Abstract

This study compares how American, British and Singaporean children differ in their production of mid-low vowels. Read speech was collected from 6–13 years old American children (140 speakers, 43 406 utterances), British children (82 speakers, 32 542 utterances) and Singaporean children (192 speakers, 34 457 utterances), with a balanced gender ratio. All three corpora were designed to be phonetically balanced and formant estimates were extracted from the vowel tokens using the Praat software. Our large-scale acoustic analyses show that for TRAP-BATH split vowels, (1) British and Singaporean children both produce these vowels with higher F1, suggesting a relatively lowered tongue height; (2) These vowels have higher F2 (suggesting a more fronted tongue position) for both American and Singaporean children.
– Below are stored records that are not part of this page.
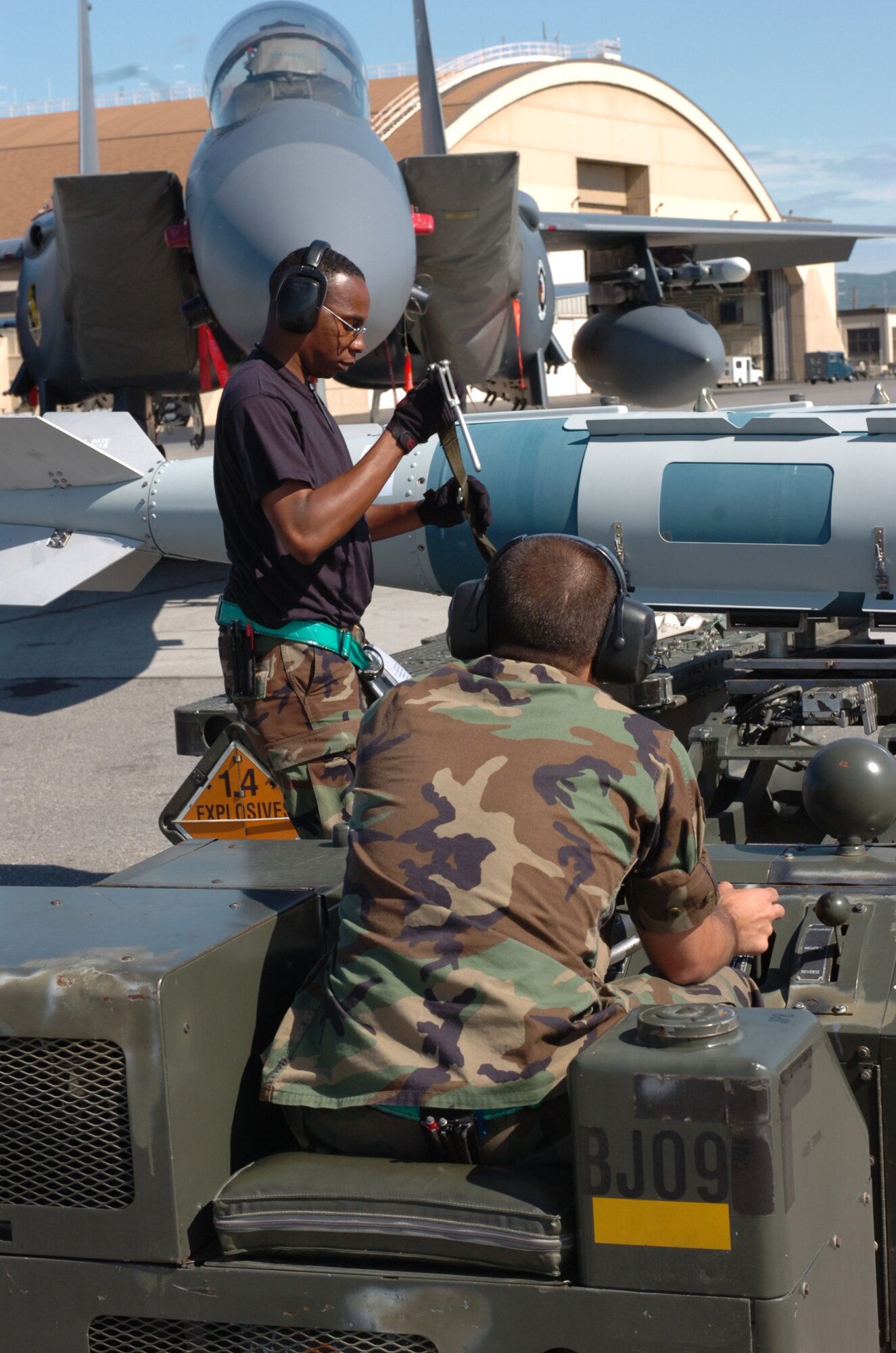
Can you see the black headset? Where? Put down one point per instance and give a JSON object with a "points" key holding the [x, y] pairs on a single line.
{"points": [[626, 649], [302, 292]]}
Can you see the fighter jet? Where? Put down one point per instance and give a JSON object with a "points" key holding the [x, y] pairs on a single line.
{"points": [[291, 156]]}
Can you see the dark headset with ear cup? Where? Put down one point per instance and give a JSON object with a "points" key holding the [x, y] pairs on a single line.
{"points": [[626, 649], [302, 292]]}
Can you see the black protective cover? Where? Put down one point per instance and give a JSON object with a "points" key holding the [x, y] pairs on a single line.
{"points": [[122, 286], [432, 1214], [474, 258]]}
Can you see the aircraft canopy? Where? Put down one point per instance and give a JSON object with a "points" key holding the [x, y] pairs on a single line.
{"points": [[285, 51]]}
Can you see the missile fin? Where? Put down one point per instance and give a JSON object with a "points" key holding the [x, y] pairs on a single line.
{"points": [[76, 450], [33, 572]]}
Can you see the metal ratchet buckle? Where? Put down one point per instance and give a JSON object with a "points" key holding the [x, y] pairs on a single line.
{"points": [[450, 390]]}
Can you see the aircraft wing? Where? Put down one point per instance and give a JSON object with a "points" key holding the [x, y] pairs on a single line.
{"points": [[766, 244]]}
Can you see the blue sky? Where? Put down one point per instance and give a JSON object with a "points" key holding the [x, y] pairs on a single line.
{"points": [[801, 89]]}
One-way ANOVA tests reached statistical significance for all these differences; F(2,411) = 34.59, p < 0.001 for F1; F(2,411) = 544.13, p < 0.001 for F2. When comparing /æ/ and /ɛ/ productions, British speakers demonstrate the clearest distinction between the two vowels; Singaporean and American speakers both exhibit a higher and more fronted tongue position for /æ/, causing /æ/ to be more acoustically similar to /ɛ/. One-way ANOVA tests and post hoc Tukey’s test demonstrated that these differences are all statistically significant too (p < 0.001).